The parents had one-on-one conversations with him, wrote him letters, and would “sic people on me,” Andrew says laughingly, to get him to listen to their advice about God. Most importantly, Andrew saw that his actions never disturbed their peaceful assurance that God was in control.
Looking across the expanse of people gathered at the Great Lawn threw him back to the day twenty-one years ago when he stood at a similar festival in Kingston, Jamaica. That day, he decided that all his father’s talk about God, repentance, and heaven was for him too.
I am the “poster child of personal connection,” Andrew explained. Those thousand efforts by his parents led up to his moment of decision.
Andrew turned toward Jesus, quit feeding his addictions and found a calmer way of living. He shared at CityFest that his story could be the story of anyone in the audience.
For those who already believed, the young Palau urged that they should not repress their own life-story but share it with others in a natural way. A mention that one prays or applies the Bible to decision-making and life-style choices should come out just as easily and naturally as quoting a blockbuster movie or pop song. And always, Andrew said, be someone who is available to help a friend in need.

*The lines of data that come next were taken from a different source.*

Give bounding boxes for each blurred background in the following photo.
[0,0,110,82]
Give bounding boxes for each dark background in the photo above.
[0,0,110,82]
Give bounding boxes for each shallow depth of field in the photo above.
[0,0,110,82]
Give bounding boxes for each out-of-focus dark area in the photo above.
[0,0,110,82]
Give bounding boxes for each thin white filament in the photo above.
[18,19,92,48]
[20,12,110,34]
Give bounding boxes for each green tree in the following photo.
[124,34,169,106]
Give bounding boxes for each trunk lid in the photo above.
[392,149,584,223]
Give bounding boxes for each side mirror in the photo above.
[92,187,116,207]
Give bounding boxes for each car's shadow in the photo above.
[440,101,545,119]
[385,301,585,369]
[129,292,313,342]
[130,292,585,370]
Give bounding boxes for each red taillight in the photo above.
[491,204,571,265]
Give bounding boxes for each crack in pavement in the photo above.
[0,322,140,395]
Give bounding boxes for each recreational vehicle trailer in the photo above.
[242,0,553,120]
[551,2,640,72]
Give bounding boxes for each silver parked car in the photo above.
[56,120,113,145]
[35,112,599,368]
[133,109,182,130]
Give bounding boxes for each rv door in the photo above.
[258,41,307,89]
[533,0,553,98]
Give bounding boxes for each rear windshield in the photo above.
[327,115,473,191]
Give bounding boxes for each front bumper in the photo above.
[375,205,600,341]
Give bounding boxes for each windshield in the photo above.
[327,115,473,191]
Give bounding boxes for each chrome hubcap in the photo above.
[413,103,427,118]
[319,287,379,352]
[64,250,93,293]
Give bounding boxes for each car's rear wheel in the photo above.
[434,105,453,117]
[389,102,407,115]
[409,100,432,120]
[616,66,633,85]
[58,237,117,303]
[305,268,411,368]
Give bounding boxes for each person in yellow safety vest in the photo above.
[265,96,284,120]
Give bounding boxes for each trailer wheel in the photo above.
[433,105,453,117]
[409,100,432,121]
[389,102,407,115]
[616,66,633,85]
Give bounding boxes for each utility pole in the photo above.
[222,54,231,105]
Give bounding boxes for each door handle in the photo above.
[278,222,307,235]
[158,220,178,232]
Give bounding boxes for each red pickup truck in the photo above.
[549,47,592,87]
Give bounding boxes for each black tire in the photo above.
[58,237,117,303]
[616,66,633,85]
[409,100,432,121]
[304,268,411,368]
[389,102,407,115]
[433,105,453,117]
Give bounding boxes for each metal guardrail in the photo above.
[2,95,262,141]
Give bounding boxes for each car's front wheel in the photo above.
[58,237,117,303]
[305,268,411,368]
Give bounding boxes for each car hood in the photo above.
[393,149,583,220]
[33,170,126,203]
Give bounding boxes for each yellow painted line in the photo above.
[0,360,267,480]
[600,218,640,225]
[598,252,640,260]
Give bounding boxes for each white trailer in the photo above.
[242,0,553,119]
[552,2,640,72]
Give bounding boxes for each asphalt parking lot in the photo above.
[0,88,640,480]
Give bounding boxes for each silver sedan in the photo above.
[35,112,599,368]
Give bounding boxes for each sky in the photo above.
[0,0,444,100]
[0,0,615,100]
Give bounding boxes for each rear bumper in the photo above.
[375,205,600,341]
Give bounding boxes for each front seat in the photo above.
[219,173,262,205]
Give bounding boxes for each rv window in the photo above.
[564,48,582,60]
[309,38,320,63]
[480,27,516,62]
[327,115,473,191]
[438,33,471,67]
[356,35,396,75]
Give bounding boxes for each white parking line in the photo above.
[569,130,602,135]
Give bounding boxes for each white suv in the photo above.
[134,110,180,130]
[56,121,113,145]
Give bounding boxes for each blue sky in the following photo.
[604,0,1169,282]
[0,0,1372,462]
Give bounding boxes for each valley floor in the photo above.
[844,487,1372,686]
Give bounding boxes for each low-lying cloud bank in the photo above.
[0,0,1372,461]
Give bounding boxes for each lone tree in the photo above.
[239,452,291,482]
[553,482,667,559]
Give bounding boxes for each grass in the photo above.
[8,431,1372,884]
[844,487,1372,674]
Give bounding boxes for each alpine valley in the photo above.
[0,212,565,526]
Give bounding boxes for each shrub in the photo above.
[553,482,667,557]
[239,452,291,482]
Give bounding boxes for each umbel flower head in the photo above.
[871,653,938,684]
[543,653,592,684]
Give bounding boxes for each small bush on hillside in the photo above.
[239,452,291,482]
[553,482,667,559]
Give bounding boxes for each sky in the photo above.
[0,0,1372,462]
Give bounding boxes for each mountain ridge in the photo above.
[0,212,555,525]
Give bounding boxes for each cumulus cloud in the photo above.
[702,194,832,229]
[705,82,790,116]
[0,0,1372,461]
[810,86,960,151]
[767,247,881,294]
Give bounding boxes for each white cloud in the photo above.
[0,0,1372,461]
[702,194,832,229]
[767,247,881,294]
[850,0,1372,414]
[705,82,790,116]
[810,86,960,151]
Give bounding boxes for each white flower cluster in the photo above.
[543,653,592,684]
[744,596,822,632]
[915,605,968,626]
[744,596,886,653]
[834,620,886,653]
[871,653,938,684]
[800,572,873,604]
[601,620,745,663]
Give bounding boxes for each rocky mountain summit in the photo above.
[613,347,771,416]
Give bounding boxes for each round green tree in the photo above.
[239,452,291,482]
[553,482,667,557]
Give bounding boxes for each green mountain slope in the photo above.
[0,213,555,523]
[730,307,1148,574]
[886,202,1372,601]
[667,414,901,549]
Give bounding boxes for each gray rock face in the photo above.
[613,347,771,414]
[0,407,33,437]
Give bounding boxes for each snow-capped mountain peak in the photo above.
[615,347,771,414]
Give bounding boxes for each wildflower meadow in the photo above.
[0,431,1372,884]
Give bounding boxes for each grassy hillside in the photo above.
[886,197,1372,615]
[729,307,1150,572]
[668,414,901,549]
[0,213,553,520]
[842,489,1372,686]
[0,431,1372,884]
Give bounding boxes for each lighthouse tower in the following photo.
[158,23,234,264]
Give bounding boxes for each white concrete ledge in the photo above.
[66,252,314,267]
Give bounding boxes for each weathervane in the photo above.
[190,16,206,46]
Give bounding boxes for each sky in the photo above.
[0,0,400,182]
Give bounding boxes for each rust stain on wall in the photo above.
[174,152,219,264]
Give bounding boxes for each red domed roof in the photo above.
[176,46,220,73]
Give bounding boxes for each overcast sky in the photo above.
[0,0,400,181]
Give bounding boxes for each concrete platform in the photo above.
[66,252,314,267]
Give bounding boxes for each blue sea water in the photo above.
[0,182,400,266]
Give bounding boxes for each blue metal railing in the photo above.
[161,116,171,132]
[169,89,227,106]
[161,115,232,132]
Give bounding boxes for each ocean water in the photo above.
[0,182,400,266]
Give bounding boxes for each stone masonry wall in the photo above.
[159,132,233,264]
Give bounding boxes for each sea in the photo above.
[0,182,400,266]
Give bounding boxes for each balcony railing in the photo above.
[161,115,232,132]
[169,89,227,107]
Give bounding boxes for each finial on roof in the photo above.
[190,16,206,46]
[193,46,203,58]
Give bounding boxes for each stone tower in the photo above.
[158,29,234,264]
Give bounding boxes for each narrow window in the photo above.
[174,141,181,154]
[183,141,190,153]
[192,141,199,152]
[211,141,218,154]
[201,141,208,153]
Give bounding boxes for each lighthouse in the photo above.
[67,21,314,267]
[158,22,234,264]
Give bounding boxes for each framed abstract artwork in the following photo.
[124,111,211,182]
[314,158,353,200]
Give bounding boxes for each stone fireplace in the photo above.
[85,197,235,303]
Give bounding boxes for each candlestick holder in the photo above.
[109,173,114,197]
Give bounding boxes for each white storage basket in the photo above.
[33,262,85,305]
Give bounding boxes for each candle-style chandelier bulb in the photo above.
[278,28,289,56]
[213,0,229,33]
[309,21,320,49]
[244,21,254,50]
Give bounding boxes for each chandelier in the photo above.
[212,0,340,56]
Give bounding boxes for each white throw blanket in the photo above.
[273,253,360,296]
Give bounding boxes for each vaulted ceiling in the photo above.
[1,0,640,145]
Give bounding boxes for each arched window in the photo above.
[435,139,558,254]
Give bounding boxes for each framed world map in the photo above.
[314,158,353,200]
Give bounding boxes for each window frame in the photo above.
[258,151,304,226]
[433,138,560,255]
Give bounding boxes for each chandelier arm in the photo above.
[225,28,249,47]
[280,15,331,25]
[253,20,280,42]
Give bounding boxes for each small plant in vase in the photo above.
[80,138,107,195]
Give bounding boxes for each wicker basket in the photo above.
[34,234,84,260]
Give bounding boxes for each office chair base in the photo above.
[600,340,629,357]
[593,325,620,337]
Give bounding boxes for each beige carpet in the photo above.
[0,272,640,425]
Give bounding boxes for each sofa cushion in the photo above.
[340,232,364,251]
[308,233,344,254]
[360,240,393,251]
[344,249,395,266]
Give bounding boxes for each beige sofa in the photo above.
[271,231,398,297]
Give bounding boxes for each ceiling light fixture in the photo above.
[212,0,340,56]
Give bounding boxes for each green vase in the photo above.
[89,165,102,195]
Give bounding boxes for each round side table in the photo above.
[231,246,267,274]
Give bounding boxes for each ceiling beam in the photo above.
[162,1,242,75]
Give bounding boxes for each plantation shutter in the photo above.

Andrew talked about how getting himself right led to other social relationships and changed his social world. At the Kingston, Jamaica festival Andrew met his future wife Wendy. Because Wanda’s sister Amanda was married to Christian rapper TobyMac, the young Palau also found someone that he could lean upon to help him to deal with old relationships from his former lifestyle. When the man with the drugs came, Palau had the back-up to say, No.
Then, TobyMac closed out the night with shrieking guitar, screaming horns, and powerful vocals backed by a smoke machine and flashing lights. When TobyMac held his microphone out to the crowd, they enthusiastically sang his lyrics in unison.
“I was made to love you, made just for you, made to adore you,” tens of thousands of voices sang in a unified personal reflection.